Todos problemas para los que la hoy oposición carece de respuestas, porque no es siquiera capaz de reconocer el país brutalmente desigual que ha contribuido a formar, ni la responsabilidad que en ello carga. En el imaginario de quienes han sido beneficiados por el neoliberalismo. El México más crudo y profundo, el de la regularidad de la falta de oportunidades y la absoluta miseria, no existe, o es en el mejor de los casos, culpa de la mala actitud personal de quienes menos tienen. Lo que es más, si pudieran, le harían a un lado para terminar de conquistar sus sueños de formar parte del llamado primer mundo.
La configuración simbólica de la realidad, las palabras que diario usamos y el discurso o lenguaje que a través de ellas construimos, para explicar el mundo en el que vivimos, tiene un valor, una carga en sí misma.

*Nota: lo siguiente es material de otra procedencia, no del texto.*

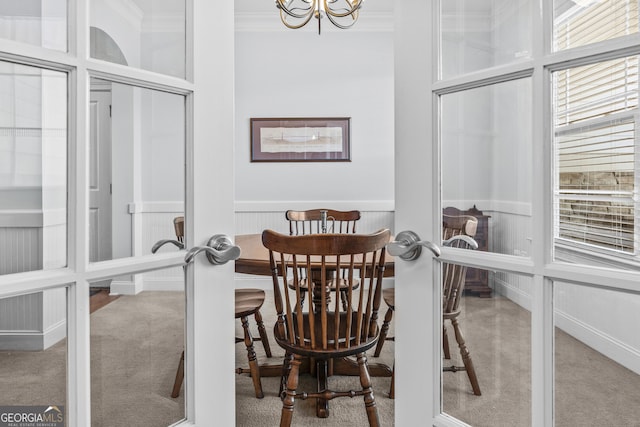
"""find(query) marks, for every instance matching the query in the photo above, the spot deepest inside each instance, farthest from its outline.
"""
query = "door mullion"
(78, 363)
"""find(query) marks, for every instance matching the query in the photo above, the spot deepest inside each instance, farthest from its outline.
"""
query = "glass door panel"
(33, 168)
(33, 350)
(597, 368)
(496, 335)
(136, 347)
(137, 161)
(486, 169)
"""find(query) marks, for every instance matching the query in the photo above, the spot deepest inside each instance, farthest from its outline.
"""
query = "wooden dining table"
(254, 259)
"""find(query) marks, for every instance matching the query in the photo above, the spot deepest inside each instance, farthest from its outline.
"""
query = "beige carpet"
(137, 340)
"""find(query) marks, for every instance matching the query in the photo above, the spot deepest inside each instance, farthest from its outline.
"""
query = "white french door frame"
(208, 92)
(418, 391)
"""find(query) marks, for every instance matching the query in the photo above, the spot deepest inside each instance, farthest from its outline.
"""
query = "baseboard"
(602, 343)
(515, 295)
(243, 281)
(33, 341)
(125, 287)
(615, 350)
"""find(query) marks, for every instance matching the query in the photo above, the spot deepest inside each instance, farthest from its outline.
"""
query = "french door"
(520, 110)
(170, 70)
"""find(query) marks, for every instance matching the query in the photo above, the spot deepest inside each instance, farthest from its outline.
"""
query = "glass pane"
(476, 35)
(33, 350)
(37, 22)
(597, 368)
(33, 168)
(496, 332)
(595, 194)
(582, 22)
(486, 165)
(150, 35)
(136, 180)
(136, 346)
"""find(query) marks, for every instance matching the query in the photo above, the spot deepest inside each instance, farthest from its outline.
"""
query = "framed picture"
(300, 140)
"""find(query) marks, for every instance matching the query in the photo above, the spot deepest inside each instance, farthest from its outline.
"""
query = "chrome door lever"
(219, 250)
(467, 239)
(408, 246)
(163, 242)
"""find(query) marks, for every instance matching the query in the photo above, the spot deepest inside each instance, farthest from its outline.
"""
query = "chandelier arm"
(340, 25)
(355, 6)
(290, 11)
(283, 18)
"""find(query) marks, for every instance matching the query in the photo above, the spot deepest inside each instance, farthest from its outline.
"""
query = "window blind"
(596, 185)
(600, 20)
(595, 133)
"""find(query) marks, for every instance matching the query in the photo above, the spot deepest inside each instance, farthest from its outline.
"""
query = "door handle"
(161, 243)
(467, 239)
(408, 246)
(219, 250)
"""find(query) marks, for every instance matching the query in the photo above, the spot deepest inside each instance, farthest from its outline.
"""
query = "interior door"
(524, 135)
(59, 70)
(100, 180)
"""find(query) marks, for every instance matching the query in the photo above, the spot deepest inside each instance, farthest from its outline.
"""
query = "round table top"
(254, 257)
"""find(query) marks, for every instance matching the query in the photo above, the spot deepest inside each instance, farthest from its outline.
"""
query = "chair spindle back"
(325, 327)
(310, 221)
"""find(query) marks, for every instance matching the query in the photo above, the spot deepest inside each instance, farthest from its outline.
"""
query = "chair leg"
(384, 330)
(263, 333)
(369, 399)
(286, 368)
(290, 393)
(254, 368)
(445, 342)
(392, 389)
(179, 377)
(466, 358)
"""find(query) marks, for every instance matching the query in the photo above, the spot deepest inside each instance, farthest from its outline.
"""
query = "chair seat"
(248, 301)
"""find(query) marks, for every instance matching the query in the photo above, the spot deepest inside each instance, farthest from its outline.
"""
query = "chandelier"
(297, 13)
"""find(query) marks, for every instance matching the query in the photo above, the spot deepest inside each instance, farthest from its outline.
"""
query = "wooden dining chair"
(247, 302)
(326, 331)
(310, 222)
(453, 279)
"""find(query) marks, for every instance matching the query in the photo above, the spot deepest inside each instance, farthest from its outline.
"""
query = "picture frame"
(322, 139)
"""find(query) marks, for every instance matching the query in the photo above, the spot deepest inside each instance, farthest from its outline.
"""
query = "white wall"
(303, 74)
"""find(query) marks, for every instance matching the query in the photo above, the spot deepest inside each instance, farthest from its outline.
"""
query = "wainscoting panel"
(21, 249)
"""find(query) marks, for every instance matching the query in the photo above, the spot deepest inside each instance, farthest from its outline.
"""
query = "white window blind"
(595, 146)
(591, 21)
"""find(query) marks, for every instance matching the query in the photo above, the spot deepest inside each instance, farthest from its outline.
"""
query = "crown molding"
(270, 22)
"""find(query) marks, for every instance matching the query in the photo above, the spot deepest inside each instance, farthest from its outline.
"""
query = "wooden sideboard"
(477, 282)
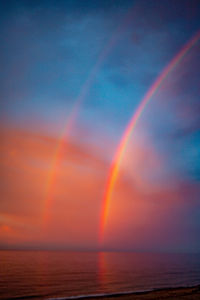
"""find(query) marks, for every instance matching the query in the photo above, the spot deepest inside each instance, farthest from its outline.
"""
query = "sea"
(74, 275)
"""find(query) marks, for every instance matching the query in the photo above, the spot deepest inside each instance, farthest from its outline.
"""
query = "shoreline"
(191, 292)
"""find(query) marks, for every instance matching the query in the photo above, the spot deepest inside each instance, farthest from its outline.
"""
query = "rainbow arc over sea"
(122, 146)
(64, 137)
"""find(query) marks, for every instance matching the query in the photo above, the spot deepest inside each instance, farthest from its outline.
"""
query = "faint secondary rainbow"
(116, 162)
(62, 140)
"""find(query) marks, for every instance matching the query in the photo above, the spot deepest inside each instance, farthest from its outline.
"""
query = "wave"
(88, 296)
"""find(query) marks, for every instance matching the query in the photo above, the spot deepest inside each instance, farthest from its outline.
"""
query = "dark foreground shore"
(190, 293)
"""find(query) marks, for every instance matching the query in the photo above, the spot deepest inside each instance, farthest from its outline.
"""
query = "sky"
(73, 75)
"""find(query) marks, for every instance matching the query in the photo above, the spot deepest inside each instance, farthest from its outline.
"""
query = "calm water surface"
(54, 274)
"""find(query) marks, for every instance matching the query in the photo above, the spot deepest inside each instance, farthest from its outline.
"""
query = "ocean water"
(57, 274)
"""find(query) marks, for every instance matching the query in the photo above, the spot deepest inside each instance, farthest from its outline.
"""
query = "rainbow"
(121, 149)
(62, 140)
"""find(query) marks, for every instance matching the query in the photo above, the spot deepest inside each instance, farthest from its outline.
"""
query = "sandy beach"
(190, 293)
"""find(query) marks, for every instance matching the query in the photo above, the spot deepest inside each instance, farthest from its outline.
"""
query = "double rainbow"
(121, 149)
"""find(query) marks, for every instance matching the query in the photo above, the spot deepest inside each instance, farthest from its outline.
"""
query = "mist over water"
(54, 274)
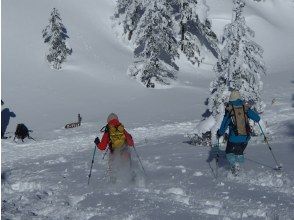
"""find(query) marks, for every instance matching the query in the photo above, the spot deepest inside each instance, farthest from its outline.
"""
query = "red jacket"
(105, 139)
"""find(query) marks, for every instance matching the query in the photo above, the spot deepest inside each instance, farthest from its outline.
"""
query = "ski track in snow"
(48, 179)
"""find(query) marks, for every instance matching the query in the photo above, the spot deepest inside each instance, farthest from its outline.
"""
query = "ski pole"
(91, 166)
(265, 138)
(139, 160)
(217, 157)
(105, 154)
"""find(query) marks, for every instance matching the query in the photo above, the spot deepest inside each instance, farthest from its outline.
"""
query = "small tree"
(55, 35)
(239, 67)
(156, 47)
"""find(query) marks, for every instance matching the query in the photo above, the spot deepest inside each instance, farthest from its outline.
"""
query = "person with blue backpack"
(236, 118)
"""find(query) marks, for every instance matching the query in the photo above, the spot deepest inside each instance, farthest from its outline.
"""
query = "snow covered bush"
(55, 35)
(239, 67)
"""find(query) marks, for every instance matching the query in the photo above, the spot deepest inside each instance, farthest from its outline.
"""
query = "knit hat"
(235, 95)
(111, 116)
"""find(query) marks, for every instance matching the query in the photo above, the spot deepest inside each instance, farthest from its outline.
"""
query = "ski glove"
(97, 140)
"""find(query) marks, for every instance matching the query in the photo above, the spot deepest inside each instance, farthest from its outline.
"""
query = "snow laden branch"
(239, 67)
(55, 35)
(158, 30)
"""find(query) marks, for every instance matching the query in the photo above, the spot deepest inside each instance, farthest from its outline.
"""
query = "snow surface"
(47, 179)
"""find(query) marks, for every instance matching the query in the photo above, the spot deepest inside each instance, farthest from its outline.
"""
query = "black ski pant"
(236, 148)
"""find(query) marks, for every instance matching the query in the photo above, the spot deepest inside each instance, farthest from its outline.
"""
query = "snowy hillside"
(47, 179)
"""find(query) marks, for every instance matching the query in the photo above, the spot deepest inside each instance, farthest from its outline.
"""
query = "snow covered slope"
(47, 179)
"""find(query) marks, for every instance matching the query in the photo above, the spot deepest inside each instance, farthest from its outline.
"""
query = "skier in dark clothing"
(237, 115)
(6, 114)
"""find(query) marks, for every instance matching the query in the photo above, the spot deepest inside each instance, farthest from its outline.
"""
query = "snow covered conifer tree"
(55, 35)
(239, 65)
(196, 28)
(156, 46)
(128, 13)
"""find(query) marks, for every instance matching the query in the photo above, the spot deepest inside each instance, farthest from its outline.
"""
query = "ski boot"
(235, 169)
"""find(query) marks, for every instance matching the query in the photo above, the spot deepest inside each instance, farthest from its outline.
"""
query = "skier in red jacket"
(118, 141)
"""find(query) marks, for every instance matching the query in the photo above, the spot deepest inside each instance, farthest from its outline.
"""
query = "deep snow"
(47, 179)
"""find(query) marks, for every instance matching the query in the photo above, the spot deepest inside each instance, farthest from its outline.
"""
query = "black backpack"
(22, 132)
(239, 119)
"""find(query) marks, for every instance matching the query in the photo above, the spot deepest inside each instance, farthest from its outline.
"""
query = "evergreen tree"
(156, 46)
(239, 65)
(195, 30)
(55, 35)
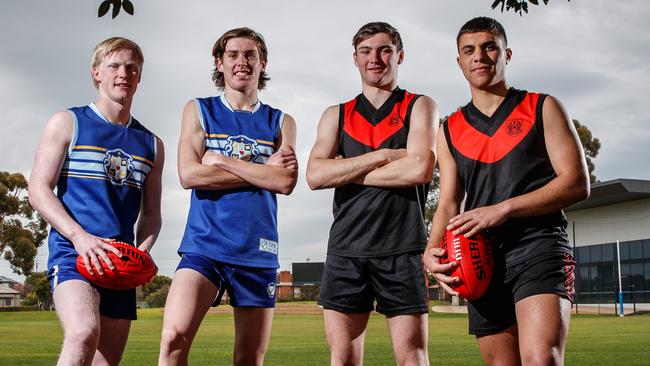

La cual no deja indiferente a quien la hace suya. La construcción del discurso y su imposición, es poder en sí mismo. Eso lo sabe hoy muy bien el Presidente y lo usa para su beneficio. Del mismo modo que en su momento lo usaron los neoliberales a los que tan airadamente crítica. Definir discursos no sólo transforma realidades (a nivel de pensamiento) porque sí, además orienta decisiones en lo operativo.
La palabra manda y transforma sí, pero que transforme, no garantiza que hará lo mismo para bien, que para mal, y menos nos dice nada del cariz que un cambio tomará, porque la política y su subsecuente administración de lo público, es esencia el reino de lo contingente. La institucionalización del tomar decisiones por salir del paso. Ahora bien, el problema del tipo de discursos que hoy dan forma a la realidad pública del país, es que aunque no dejan de enunciar realidades que históricamente permanecieron silentes, hacen en lo efecto muy poco, por no decir que casi nada para remediar la realidad que denuncian. Sin embargo es al mismo tiempo un discurso que se justifica solo, por el éxito con el que se ha impuesto incluso sobre quienes no comparten en lo absoluto los referentes sobre los que se construye.
Más claro: si la hoy oposición aspira a poder disputarle algo al Presidente, con éxito, tendrá que necesariamente, irse planteando la necesidad de construir un propio lenguaje, que desde una voz diferente a la habitual, sepa retratar con exactitud el país que verdaderamente tenemos. Porque como siga como hasta ahora, negándose a reconocer la realidad y la responsabilidad que carga en dicha realidad, difícilmente conseguirá algo distinto que lo que hasta ahora ha conseguido. Está por verse si realmente se dan cuenta o no.